The following question came up in my 245A class today:

Is it possible to express a non-closed interval in the real line, such as [0,1), as a countable union of disjoint closed intervals?

I was not able to answer the question immediately, but by the end of the class some of the students had come up with an answer.  It is actually a nice little test of one’s basic knowledge of real analysis, so I am posing it here as well for anyone else who is interested.  Below the fold is the answer to the question (whited out; one has to highlight the text in order to read it).

The answer to the question is… no.

First of all, it suffices to prove the claim for an open interval such as (0,1).  For, if one partitions a half-open interval such as [0,1) into closed intervals, then after selecting any one of these intervals [a,b], the open interval (b,1) must then also be partitioned into countably many disjoint closed intervals.

By mapping (0,1) homeomorphically to the real line, it suffices to show that the real line R cannot be partitioned into closed intervals.

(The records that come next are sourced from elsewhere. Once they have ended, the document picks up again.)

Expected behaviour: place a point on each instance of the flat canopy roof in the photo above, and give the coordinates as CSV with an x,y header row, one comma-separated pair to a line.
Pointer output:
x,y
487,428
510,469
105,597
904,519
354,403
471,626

As each interval is bounded, we need an infinite number of intervals I_n = [a_n,b_n] to cover the real line.  Now consider the set

E := \bigcup_{n=1}^\infty \{a_n,b_n\}

consisting of the endpoints of the intervals I_n.  Clearly, E is countably infinite.  Also, as the I_n form a disjoint cover of E, E is the complement of the open set \bigcup_{n=1}^\infty (a_n,b_n) and is hence closed.  Finally, we claim that E is perfect: that not only is E closed, but every point in E is a limit point in E.  Indeed, if x lies in E, then x is either the left or right endpoint of an interval I_n, but it is not both.  If it is, say, the right-endpoint of an interval, then by approaching x from the right we see that x is the limit of the left endpoint of intervals to the right of x.

Now we appeal to a general theorem (a special case of the even more general Baire category theorem) that asserts that a perfect subset of a complete metric space cannot be countably infinite.  A proof is as follows.  Suppose for contradiction that E = \{ x_1, x_2, x_3, \ldots\} is a countably infinite perfect set.  Let B_1 be any closed ball of positive radius whose centre lies in E (e.g. one can take the closed ball of radius 1 centered at x_1).  Using the fact that x_1 is a limit point, one can then find a closed ball B_2 inside B_1 whose centre still lies in E, but which is disjoint from x_1, and whose radius is at most half that of B_1.   (Indeed, if x_1 does not already lie in the interior of B_1, one simply has to shrink B_1 by a little bit and recenter to another element of E to move x_1 off the boundary of B_1; otherwise, one uses the limit point property to find another point in the interior of B_1 other than x_1, and makes a small closed ball around that.)  Then one can find a closed ball B_3 inside B_2 of radius at most half that of B_2 whose centre still lies in  E, but is now also disjoint from x_2 in addition to x_1.  Continuing in this fashion we find a sequence B_1, B_2, B_3, \ldots of nested closed balls with radii going to zero, each of which has centre in E.  The centres of these balls then form a Cauchy sequence, which by completeness, must converge to a limit in E that also lies in \bigcap_{n=1}^\infty B_n.  But by construction, \bigcap_{n=1}^\infty B_n lies outside each element x_n of E, and is thus disjoint from E, a contradiction.

Several of the students also came up with a proof based on the fact that the set E had the topological structure of a Cantor set, which is necessarily uncountable.  This is close to the proof given above, though the above proof has the advantage that it is more readily generalisable to higher dimensions, showing for instance that a non-closed box cannot be expressed as the countable union of closed boxes.  (For the generalisation, one has to use the full strength of the Baire category theorem, rather than just relying on the theory of perfect sets.)  UPDATE: as pointed out in comments, the higher-dimensional result can also be easily deduced from the one-dimensional result by looking at a slice.

Note that if one replaces the reals in the question by the rationals, then the answer to the question becomes “yes” (this is easiest to see if one uses closed intervals of zero length, though one can also concoct examples using positive length intervals also).  This shows that any proof must use a property of the real line, such as completeness, that is not shared by the rationals, and so it is unlikely that there is any elementary proof that is significantly shorter than the one given above.